Death of the #CookieLaw – Muffett’s Conspiracy Theory

Inspired by this snippet:

Screen Shot 2013-01-31 at 14.46.30

…of that infographic on the original blogpost, I am honestly left wondering whether the whole thing was a conscious experiment by someone in Government to see whether it would ever be feasible to regulate systems and network administration and software architecture?

In other words: an experiment to establish whether anyone would give a damn about Government telling everyone to drive on the left-hand-side of the Internet at speeds of less than 70MPH and submit their servers to regular MOTs to ensure that they are fit for use in British cyberspace.

Rather like China tried, but less overtly.

4 Replies to “Death of the #CookieLaw – Muffett’s Conspiracy Theory”

  1. From 2011:

    “The government recognises the internet would be severely restricted without cookies and concerns were raised during the consultation that changes to the use of cookies could have serious impacts on the web,” said the DCMS today.
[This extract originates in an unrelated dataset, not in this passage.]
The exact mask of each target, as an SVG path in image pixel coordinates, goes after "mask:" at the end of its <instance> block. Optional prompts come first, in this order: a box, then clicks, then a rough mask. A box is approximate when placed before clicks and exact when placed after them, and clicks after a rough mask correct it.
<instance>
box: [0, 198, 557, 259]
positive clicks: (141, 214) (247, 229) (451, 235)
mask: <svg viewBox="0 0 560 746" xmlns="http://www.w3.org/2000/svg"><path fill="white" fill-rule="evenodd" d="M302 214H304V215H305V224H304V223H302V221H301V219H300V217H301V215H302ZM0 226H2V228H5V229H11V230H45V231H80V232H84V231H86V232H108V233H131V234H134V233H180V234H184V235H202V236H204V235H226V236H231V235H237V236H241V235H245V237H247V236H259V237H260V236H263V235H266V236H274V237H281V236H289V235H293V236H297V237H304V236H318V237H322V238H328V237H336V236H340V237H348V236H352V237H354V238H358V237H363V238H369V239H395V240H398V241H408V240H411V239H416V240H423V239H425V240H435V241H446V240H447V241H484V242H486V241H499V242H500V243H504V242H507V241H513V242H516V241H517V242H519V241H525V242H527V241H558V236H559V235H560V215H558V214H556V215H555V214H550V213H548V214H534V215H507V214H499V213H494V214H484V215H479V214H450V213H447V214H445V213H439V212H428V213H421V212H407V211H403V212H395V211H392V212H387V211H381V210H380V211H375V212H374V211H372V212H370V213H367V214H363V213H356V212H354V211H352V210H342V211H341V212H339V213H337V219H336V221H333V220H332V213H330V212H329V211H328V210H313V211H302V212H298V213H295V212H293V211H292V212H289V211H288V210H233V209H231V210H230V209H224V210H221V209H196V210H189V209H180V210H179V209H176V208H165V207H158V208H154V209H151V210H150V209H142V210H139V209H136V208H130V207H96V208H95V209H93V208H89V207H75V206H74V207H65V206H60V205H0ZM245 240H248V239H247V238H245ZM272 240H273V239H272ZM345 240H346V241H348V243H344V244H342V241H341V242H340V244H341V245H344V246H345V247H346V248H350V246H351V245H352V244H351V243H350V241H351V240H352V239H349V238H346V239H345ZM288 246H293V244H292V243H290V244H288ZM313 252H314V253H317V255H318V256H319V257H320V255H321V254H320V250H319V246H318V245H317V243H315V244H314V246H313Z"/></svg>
    “To address these concerns the government will work with browser manufacturers to see if browser settings can be enhanced to meet the requirements of the revised directive.

    “Enhanced settings would present users with easily understandable choices on importing cookies on to their machine.”

  2. Let me guess: the UK government got in touch with Google, the Mozilla Foundation, Apple et al, and asked them to put these facilities in.

    My guess is that these RFEs were put in the RFE stack, as standard priority requests made by a single customer organisation. After all, the vendors involved are American, and 1776 was a little while ago…

    1. Hi Richard, Yes, you’re quite right. Or, alternately, people have stopped caring, and a law about which people don’t care is doomed.